Icinga / icinga-core

Icinga 1.x, the old core (EOL 31.12.2018)
GNU General Public License v2.0
45 stars 27 forks source link

Service hard state gets reset to soft state after host recovers from down state #1594

Closed mittma closed 6 years ago

mittma commented 7 years ago

We had a server reboot that took too long, which notified a service problem, but no recovery message was sent out after the service was running again.

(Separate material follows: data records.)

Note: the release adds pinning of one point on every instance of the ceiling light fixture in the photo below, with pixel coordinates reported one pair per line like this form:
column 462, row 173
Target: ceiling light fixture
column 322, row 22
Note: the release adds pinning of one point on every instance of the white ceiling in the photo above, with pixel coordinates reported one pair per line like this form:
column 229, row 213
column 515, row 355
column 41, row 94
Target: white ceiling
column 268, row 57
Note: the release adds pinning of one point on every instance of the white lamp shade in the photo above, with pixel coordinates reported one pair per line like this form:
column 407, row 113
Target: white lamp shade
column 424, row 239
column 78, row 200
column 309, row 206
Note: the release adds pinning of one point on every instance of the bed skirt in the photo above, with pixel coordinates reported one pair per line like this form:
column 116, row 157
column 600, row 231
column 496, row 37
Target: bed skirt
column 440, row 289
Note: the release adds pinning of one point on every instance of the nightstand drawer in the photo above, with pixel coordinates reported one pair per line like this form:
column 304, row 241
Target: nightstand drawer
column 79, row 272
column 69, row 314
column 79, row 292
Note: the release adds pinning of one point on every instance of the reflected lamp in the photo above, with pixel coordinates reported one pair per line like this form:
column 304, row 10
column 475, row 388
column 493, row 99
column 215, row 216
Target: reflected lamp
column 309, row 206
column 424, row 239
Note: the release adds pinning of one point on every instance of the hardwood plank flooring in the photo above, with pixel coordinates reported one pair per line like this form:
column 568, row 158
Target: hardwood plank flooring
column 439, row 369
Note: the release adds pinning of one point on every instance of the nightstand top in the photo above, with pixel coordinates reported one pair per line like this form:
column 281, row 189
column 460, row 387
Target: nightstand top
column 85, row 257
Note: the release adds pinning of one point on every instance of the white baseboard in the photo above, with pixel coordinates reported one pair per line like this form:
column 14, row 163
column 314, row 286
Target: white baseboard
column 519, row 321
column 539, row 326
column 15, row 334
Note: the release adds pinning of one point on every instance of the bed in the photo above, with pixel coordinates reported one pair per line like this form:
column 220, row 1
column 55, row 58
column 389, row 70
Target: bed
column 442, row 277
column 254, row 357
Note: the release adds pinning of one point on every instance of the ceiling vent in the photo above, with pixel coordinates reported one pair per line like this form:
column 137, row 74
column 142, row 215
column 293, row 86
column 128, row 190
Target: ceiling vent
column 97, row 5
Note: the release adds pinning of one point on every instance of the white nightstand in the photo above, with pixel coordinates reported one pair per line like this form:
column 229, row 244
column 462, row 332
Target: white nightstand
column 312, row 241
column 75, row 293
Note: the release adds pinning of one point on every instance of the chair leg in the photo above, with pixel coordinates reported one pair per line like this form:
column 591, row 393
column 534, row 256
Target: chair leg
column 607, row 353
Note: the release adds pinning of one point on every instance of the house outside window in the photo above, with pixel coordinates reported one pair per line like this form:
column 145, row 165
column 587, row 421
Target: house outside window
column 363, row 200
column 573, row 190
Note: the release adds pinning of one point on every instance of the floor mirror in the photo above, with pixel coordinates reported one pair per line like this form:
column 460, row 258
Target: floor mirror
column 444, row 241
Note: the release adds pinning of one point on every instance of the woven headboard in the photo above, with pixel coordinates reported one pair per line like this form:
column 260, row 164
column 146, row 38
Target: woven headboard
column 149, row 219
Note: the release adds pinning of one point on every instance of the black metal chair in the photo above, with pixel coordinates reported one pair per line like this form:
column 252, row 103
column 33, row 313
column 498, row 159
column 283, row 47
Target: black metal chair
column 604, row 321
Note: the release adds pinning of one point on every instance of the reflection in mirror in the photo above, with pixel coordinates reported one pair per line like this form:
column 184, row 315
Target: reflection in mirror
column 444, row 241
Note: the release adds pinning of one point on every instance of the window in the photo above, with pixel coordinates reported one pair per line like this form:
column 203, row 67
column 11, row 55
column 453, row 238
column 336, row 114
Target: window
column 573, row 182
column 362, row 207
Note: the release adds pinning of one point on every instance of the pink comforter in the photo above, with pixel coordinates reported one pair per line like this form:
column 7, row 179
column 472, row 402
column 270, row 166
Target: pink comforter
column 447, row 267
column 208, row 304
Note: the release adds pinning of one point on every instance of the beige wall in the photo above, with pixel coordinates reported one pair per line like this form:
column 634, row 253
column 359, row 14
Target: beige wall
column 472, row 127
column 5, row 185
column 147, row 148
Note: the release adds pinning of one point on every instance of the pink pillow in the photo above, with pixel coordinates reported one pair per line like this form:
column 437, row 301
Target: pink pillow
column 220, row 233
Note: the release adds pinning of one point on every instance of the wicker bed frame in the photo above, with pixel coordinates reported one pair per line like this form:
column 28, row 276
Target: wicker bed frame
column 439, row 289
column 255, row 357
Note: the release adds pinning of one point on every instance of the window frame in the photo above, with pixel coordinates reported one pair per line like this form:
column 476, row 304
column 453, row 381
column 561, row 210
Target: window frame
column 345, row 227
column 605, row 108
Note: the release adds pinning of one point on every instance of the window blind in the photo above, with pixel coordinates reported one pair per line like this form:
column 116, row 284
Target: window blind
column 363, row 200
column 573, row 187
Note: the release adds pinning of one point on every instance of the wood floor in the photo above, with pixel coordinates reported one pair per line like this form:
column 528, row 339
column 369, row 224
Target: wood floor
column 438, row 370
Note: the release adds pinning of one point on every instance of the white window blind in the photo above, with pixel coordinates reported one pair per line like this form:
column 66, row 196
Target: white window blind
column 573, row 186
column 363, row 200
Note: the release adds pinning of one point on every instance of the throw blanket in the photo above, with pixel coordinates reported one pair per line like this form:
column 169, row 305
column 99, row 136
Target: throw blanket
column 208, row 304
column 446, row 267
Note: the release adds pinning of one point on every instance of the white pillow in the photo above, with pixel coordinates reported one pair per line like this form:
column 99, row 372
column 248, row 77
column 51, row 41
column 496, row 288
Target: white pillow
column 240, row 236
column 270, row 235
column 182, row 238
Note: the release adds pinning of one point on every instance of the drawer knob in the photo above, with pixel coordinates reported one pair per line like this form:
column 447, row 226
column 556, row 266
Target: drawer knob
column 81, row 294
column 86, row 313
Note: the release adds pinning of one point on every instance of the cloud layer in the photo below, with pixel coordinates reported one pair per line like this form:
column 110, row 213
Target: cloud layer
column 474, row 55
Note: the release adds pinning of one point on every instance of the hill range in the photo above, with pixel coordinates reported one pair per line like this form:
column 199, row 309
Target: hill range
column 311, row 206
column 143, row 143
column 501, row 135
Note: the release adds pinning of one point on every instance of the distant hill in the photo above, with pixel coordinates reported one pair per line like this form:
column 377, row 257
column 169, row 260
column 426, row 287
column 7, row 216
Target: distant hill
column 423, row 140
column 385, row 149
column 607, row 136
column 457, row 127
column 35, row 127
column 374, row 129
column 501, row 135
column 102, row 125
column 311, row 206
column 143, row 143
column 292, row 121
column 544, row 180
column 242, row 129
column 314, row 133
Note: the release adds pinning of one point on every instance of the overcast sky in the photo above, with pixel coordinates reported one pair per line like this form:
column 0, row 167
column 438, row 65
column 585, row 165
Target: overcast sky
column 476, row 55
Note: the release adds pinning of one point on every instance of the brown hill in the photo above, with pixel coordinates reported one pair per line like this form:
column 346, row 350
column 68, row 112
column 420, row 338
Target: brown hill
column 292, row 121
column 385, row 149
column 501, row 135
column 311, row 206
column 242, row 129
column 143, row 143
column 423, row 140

According to our logs the service state was reset from hard to soft after the host recovered from its short down state (check_interval is 5, retry_interval is 5 and maxcheck attempts is 4):

[06:55:00] SERVICE ALERT: host123;XenApp Core Services;CRITICAL;SOFT;1;CRITICAL cpsvc is Stopped [07:00:03] SERVICE ALERT: host123;XenApp Core Services;CRITICAL;SOFT;2;CRITICAL cpsvc is Stopped [07:05:01] SERVICE ALERT: host123;XenApp Core Services;CRITICAL;SOFT;3;CRITICAL cpsvc is Stopped [07:10:01] SERVICE ALERT: host123;XenApp Core Services;CRITICAL;HARD;4;CRITICAL cpsvc is Stopped [07:10:01] SERVICE NOTIFICATION: team-incident;host123;XenApp Core Services;CRITICAL;notify-service-by-incident;CRITICAL cpsvc is Stopped [07:14:25] HOST ALERT: host123;DOWN;SOFT;1;CRITICAL: IPv4/host123.contoso.com CRITICAL [07:17:27] HOST ALERT: host123;UP;SOFT;2;OK: IPv4/host123.contoso.com OK [07:20:01] SERVICE ALERT: host123;XenApp Core Services;CRITICAL;SOFT;1;CRITICAL cpsvc is Stopped [07:25:01] SERVICE ALERT: host123;XenApp Core Services;CRITICAL;SOFT;2;CRITICAL cpsvc is Stopped [07:30:03] SERVICE ALERT: host123;XenApp Core Services;OK;SOFT;3;OK cpsvc is Running

No recovery notification was sent because it was a soft recovery - which is wrong!?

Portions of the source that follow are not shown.